Por eso, nuestra Pastoral Social quiere comenzar con algo muy sencillo: ver al que necesita, acercarnos, escuchar y hacer lo que esté a nuestro alcance. En la Pastoral Social no ayudamos simplemente a «personas necesitadas»; servimos a Cristo presente en ellas.

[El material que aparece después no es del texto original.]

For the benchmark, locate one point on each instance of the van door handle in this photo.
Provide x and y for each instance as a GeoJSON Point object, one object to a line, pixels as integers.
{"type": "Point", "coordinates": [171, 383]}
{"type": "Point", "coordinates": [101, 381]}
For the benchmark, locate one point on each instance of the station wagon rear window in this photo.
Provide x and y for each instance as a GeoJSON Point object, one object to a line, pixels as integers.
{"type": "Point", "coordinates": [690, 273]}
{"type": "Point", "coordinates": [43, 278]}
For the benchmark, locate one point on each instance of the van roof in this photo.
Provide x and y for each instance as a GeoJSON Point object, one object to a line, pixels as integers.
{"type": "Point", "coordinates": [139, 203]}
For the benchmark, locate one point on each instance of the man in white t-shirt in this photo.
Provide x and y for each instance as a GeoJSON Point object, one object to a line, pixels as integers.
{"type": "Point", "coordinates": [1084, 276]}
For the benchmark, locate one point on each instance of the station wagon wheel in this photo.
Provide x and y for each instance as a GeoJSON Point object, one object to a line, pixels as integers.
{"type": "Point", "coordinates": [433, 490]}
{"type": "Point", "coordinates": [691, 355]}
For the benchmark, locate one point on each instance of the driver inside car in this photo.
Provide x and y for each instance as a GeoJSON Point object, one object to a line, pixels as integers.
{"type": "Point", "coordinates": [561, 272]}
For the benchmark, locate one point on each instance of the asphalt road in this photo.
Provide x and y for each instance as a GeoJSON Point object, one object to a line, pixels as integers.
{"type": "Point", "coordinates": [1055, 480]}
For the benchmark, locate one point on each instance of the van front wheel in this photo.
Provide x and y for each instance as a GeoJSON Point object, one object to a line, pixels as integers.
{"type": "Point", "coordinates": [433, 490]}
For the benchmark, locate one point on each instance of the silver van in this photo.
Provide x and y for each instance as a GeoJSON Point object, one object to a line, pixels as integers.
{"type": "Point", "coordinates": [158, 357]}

Cartel de la Pastoral Social de Decanato con la frase de Carlo Acutis: la tristeza es mirar hacia uno mismo; la felicidad es mirar a Dios

La Palabra de Dios nos invita a amar

Cada vez que lo hicieron con el más pequeño de mis hermanos, lo hicieron conmigo.
Mateo 25,40
Tuve hambre y me dieron de comer; tuve sed y me dieron de beber.
Mateo 25,35
Hijos míos, no amemos de palabra ni de boca, sino con obras y de verdad.
1 Juan 3,18
La fe, si no tiene obras, está completamente muerta.
Santiago 2,17
El que se apiada del pobre presta al Señor, y él le recompensará.
Proverbios 19,17
El que da al pobre no sufrirá necesidad.
Proverbios 28,27
Dios ama al que da con alegría.
2 Corintios 9,7
Si tienes abundancia, da limosna en proporción a ella; si tienes poco, no temas dar de lo poco que tienes.
Tobías 4,8
No apartes tu rostro de ningún pobre, y así tampoco el rostro de Dios se apartará de ti.
Tobías 4,7
Hijo mío, no prives al pobre de lo necesario para vivir, ni hagas esperar al que mira con ojos suplicantes.
Eclesiástico 4,1
No rechaces al que te suplica atribulado, ni apartes tu rostro del pobre.
Eclesiástico 4,4
Cuando haya algún pobre entre tus hermanos […] no endurezcas tu corazón ni cierres tu mano a tu hermano pobre.
Deuteronomio 15,7

Una invitación

La Pastoral Social es tarea de todos.

Cada persona puede aportar algo: tiempo, escucha, oración, alimentos, conocimientos, trabajo, compañía o simplemente un corazón dispuesto a acercarse.

No todos podemos hacer lo mismo, pero todos podemos hacer algo.

«Yo te he amado.»
Apocalipsis 3,9 — lema de la exhortación Dilexi te

Que nuestro Decanato sea una comunidad donde nadie se sienta olvidado, donde podamos descubrir a Cristo en el rostro de nuestros hermanos y donde el amor se convierta en acciones concretas.